Die Ukraine wird den Europäern im Winter das Stromsparen beibringen
Von Anastasia Kulikowa
Die Chefin der Europäischen Kommission, Ursula von der Leyen, ist in Kiew eingetroffen, wo sie die Unterstützung des ukrainischen Energiesektors besprochen hat. Bereits im Vorfeld hatte sie erklärt, dass die EU bereit sei, dem Land bei der Wiederherstellung kritischer Infrastrukturen zu helfen, damit es 15 Prozent seines Strombedarfs selbst produzieren kann. Darüber hinaus beabsichtigt die Union, den Umfang der Energielieferungen zu erhöhen.
Ihr zufolge wird die EU dem Land etwa 4,5 Gigawatt (GW) der neun GW an verlorener Kapazität bereitstellen. Die Europäische Kommission wird der Ukraine für die kommende Heizperiode 160 Millionen Euro zur Wiederherstellung der Energieanlagen zuwenden. Dabei werden 100 Millionen Euro aus den Erträgen eingefrorener russischer Aktiva gewährt.
Weiter informierte von der Leyen über die Entscheidung Litauens, eines seiner Heizkraftwerke zu demontieren und die Teile anschließend in die Ukraine zu überführen. Die Komponenten dieses Kraftwerks sollen auch für Wiederaufbauarbeiten verwendet werden.

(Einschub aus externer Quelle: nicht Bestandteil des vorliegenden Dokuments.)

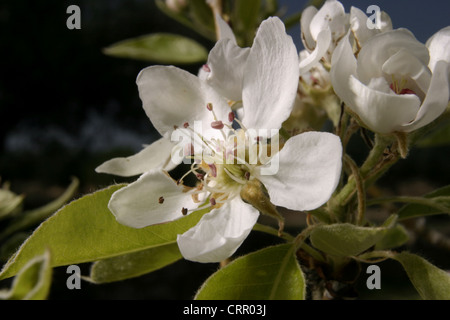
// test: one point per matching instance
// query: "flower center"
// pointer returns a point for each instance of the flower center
(222, 166)
(399, 86)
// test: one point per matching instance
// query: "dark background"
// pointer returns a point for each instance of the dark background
(65, 107)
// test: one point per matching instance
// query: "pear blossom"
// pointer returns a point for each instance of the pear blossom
(395, 83)
(322, 30)
(231, 163)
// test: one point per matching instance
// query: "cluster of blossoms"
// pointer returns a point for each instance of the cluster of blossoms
(225, 122)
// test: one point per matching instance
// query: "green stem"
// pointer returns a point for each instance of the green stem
(373, 167)
(273, 231)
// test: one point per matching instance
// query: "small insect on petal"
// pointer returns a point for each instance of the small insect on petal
(213, 170)
(206, 68)
(217, 125)
(231, 116)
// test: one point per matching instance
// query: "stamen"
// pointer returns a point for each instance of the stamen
(232, 176)
(217, 125)
(188, 149)
(213, 170)
(206, 68)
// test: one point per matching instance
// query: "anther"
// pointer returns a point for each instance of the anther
(217, 125)
(231, 116)
(213, 170)
(188, 150)
(206, 68)
(200, 176)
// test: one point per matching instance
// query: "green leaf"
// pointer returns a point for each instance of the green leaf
(86, 231)
(431, 282)
(394, 237)
(270, 273)
(32, 282)
(134, 264)
(162, 48)
(206, 30)
(344, 239)
(435, 202)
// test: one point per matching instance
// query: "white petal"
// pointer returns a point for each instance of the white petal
(436, 99)
(404, 64)
(323, 43)
(219, 233)
(154, 198)
(358, 22)
(343, 65)
(225, 32)
(331, 15)
(270, 78)
(380, 111)
(227, 64)
(439, 46)
(155, 155)
(171, 97)
(305, 22)
(309, 170)
(382, 46)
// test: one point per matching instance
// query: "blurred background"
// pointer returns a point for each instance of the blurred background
(65, 107)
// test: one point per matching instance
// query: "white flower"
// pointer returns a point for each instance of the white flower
(323, 29)
(183, 105)
(390, 86)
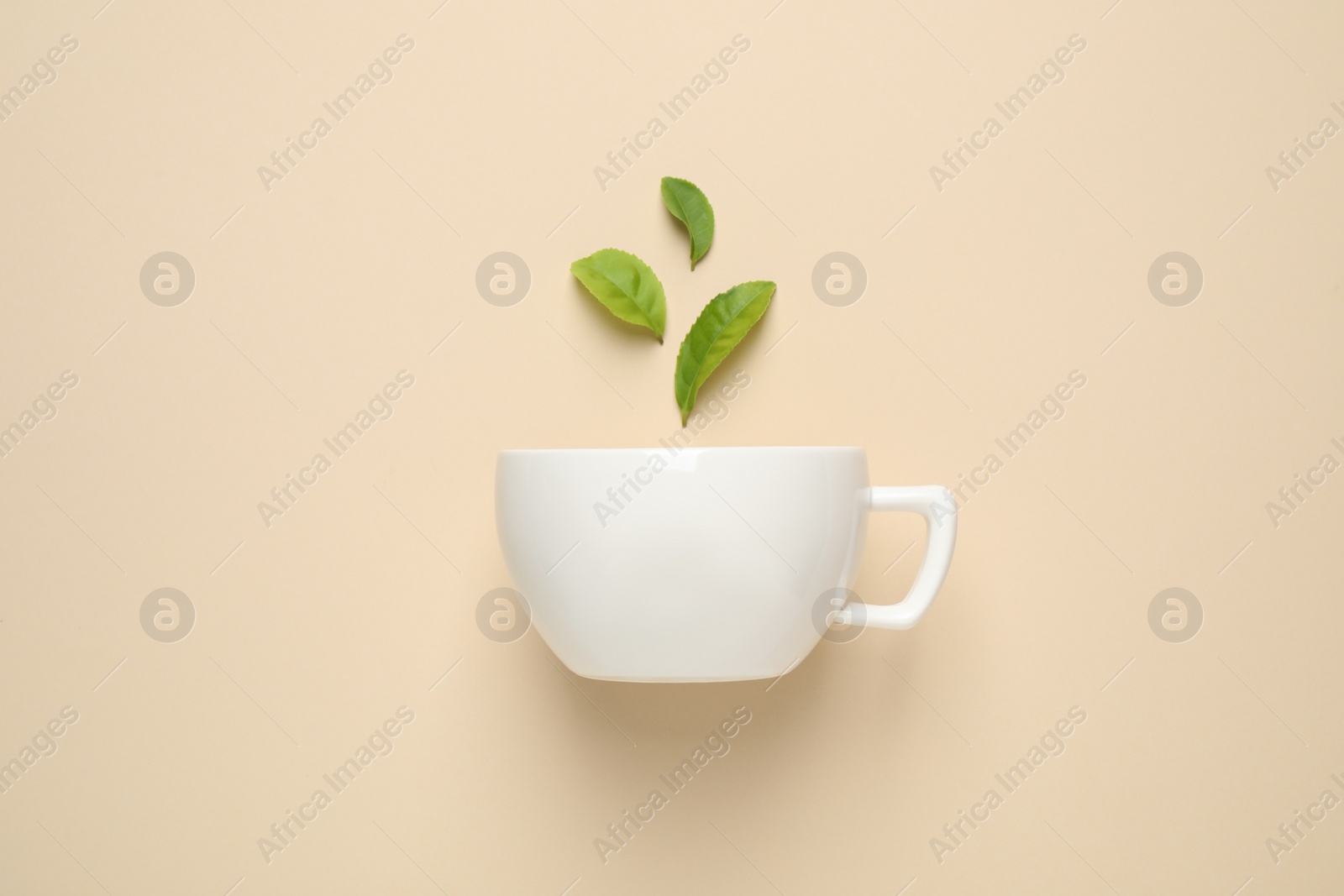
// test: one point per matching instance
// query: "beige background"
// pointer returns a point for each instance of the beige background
(312, 296)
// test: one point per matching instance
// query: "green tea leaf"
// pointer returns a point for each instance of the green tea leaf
(723, 322)
(690, 206)
(625, 285)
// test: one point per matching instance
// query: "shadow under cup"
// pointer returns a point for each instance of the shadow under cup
(680, 564)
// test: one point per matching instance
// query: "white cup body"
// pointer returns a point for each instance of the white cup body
(680, 564)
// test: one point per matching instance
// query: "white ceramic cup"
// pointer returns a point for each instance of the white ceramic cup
(699, 563)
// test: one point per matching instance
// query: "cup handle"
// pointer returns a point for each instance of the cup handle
(938, 508)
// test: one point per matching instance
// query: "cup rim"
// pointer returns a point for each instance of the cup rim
(689, 448)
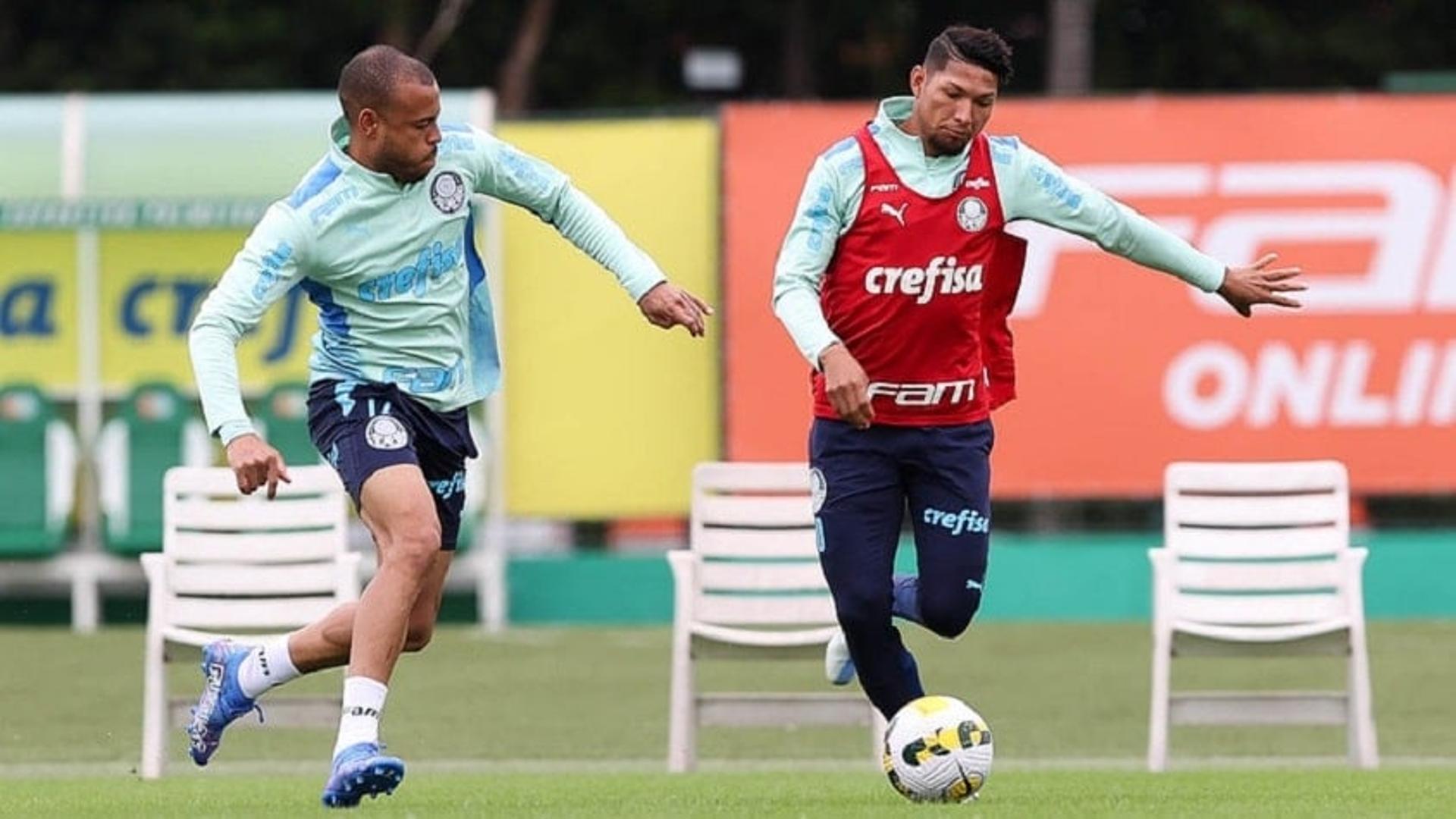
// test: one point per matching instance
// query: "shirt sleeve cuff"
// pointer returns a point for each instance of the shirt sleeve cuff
(232, 430)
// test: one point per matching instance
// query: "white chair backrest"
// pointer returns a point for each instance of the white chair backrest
(1257, 544)
(753, 532)
(253, 563)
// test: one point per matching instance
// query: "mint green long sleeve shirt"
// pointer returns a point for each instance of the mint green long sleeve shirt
(1030, 186)
(394, 271)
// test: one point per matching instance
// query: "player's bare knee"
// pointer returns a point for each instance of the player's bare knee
(413, 550)
(419, 635)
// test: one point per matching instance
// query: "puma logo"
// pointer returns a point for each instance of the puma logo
(897, 213)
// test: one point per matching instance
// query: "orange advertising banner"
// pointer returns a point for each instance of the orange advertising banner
(1123, 369)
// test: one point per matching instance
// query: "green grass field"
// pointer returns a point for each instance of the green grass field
(574, 723)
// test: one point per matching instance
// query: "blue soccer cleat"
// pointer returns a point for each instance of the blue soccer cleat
(221, 700)
(360, 770)
(839, 668)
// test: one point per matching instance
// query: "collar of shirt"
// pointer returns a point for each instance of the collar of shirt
(903, 149)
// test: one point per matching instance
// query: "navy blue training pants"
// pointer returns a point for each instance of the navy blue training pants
(864, 483)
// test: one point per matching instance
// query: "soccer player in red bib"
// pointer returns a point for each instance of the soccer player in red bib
(894, 281)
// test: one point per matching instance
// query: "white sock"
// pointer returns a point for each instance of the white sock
(267, 667)
(363, 704)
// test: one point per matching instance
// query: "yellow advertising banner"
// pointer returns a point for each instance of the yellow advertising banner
(38, 340)
(153, 281)
(604, 413)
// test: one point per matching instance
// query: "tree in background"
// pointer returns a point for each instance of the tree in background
(548, 55)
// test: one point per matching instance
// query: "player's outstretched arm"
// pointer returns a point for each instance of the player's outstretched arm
(1260, 284)
(255, 464)
(846, 387)
(667, 305)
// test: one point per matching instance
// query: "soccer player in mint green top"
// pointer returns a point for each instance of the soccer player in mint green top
(884, 283)
(379, 235)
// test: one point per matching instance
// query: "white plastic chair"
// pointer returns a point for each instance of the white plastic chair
(1257, 561)
(240, 567)
(750, 585)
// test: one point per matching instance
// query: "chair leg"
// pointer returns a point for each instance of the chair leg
(682, 741)
(1158, 710)
(153, 707)
(85, 596)
(1360, 719)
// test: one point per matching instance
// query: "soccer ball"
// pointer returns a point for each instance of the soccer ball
(938, 749)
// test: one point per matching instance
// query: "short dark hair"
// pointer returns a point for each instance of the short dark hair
(970, 44)
(372, 74)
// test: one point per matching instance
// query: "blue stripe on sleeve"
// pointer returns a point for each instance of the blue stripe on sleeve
(316, 181)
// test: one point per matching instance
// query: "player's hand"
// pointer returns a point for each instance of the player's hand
(255, 464)
(1258, 284)
(667, 305)
(848, 387)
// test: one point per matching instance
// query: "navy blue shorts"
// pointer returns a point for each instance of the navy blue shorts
(362, 428)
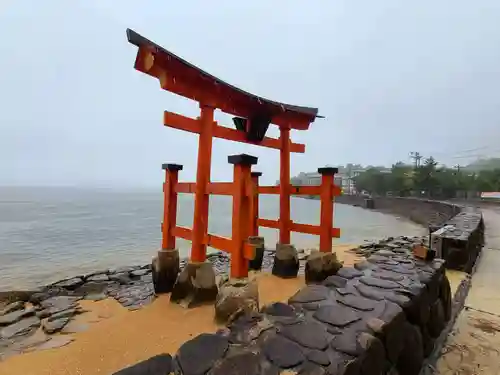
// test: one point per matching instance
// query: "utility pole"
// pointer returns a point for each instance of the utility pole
(416, 158)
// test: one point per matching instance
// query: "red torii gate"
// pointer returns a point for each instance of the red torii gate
(253, 114)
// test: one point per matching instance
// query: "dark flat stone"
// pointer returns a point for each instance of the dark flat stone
(122, 278)
(22, 327)
(139, 273)
(385, 253)
(398, 269)
(309, 334)
(198, 355)
(338, 315)
(15, 316)
(399, 299)
(95, 296)
(283, 352)
(246, 363)
(63, 314)
(56, 342)
(343, 291)
(335, 281)
(311, 306)
(349, 273)
(70, 284)
(319, 357)
(386, 275)
(98, 277)
(369, 292)
(357, 302)
(311, 293)
(384, 284)
(310, 368)
(11, 307)
(347, 343)
(54, 325)
(363, 265)
(62, 302)
(157, 365)
(279, 309)
(54, 310)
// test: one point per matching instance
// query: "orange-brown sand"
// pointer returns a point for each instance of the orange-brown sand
(117, 338)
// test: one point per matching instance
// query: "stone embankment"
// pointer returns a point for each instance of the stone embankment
(385, 315)
(421, 211)
(381, 316)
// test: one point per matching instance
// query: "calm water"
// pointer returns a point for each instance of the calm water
(50, 233)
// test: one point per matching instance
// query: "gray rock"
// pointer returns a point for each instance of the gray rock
(54, 325)
(11, 307)
(95, 296)
(198, 355)
(54, 310)
(236, 297)
(69, 284)
(63, 314)
(74, 327)
(60, 302)
(56, 342)
(22, 327)
(98, 277)
(139, 273)
(123, 278)
(15, 316)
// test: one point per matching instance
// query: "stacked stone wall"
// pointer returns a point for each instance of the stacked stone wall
(381, 316)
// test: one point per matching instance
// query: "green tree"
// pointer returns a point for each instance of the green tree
(401, 179)
(425, 178)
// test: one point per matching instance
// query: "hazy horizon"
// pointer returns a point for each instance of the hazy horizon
(390, 77)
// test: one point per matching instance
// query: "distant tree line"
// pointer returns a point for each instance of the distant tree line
(428, 180)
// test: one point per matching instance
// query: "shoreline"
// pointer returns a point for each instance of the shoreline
(152, 328)
(142, 273)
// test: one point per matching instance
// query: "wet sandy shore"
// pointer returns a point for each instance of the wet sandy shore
(113, 337)
(110, 337)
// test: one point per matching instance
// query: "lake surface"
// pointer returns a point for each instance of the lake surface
(50, 233)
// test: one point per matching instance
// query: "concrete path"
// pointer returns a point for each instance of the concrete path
(474, 344)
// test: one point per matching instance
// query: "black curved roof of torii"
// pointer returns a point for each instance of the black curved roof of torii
(271, 106)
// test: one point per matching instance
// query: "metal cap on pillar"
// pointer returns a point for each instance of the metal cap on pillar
(171, 167)
(242, 159)
(328, 170)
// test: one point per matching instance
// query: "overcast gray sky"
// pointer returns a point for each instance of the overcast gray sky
(390, 76)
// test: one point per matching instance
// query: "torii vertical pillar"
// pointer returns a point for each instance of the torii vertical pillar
(254, 239)
(196, 283)
(286, 261)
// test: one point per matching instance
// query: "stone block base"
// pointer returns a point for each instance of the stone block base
(165, 268)
(195, 285)
(256, 263)
(286, 261)
(236, 297)
(320, 265)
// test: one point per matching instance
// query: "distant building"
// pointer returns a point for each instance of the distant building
(344, 179)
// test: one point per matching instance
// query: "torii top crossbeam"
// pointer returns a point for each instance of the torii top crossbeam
(185, 79)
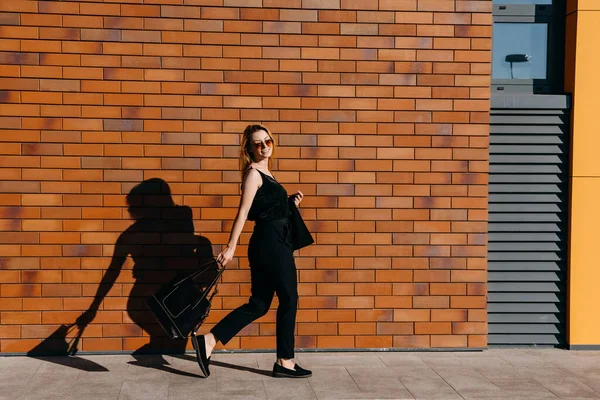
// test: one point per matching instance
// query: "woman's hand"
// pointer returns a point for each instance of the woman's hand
(226, 255)
(298, 196)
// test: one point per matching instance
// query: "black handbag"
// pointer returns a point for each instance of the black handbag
(183, 304)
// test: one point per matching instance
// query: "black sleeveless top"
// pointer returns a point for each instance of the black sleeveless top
(270, 202)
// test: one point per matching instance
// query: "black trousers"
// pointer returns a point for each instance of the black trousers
(272, 270)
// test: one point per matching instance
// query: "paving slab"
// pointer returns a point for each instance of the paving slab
(527, 374)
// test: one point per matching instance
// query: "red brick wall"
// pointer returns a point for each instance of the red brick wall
(381, 111)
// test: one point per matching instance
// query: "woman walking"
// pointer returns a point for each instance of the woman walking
(270, 255)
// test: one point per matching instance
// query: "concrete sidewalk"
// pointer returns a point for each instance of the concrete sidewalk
(492, 374)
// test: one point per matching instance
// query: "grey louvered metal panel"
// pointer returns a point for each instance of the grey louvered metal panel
(529, 139)
(524, 198)
(525, 318)
(527, 276)
(520, 265)
(524, 328)
(521, 227)
(520, 207)
(524, 159)
(524, 297)
(525, 178)
(529, 287)
(527, 129)
(520, 188)
(523, 256)
(547, 340)
(511, 237)
(523, 247)
(527, 226)
(513, 217)
(523, 308)
(526, 119)
(525, 169)
(525, 149)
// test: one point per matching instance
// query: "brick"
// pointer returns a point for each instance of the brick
(321, 4)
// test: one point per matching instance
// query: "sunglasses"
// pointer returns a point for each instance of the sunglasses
(262, 144)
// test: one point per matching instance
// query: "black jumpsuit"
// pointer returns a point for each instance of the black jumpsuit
(272, 269)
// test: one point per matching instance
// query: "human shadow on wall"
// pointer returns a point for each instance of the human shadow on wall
(162, 245)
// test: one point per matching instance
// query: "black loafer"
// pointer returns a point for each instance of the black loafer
(297, 372)
(200, 348)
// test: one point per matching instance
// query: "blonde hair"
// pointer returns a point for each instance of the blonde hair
(246, 143)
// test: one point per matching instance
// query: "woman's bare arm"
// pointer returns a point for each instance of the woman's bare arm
(250, 185)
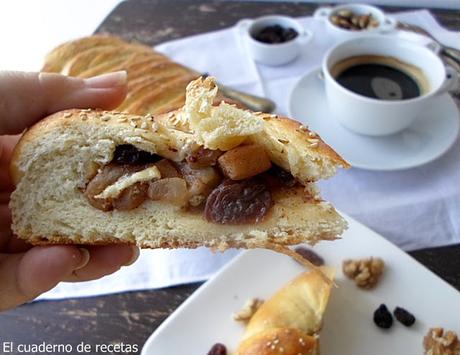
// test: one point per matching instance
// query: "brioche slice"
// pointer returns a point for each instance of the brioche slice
(289, 322)
(90, 177)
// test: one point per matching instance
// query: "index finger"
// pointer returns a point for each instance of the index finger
(25, 98)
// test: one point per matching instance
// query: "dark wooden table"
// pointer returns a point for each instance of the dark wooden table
(131, 317)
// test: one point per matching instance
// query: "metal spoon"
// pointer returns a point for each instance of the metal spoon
(446, 51)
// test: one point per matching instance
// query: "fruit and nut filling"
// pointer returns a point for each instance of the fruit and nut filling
(232, 187)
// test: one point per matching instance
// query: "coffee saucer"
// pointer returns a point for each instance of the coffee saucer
(430, 136)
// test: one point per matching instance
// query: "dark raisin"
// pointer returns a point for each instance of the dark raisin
(129, 154)
(382, 317)
(404, 316)
(238, 202)
(276, 34)
(218, 349)
(310, 255)
(283, 177)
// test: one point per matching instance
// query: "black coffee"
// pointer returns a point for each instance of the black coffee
(381, 78)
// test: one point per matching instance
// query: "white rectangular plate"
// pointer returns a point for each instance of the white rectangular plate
(205, 317)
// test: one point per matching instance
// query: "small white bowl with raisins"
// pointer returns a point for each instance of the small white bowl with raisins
(274, 40)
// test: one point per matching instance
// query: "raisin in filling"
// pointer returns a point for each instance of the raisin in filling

Vor diesem Hintergrund kritisiert Fatih Birol, der Leiter der Internationalen Energieagentur (IEA), dass Europa nicht die notwendigen Anstrengungen zum Schutz der ukrainischen Energieinfrastruktur unternehme, wie die Financial Times berichtet. Außerdem fordert er die EU auf, Kiew mehr Generatoren und Reparaturausrüstungen zur Verfügung zu stellen.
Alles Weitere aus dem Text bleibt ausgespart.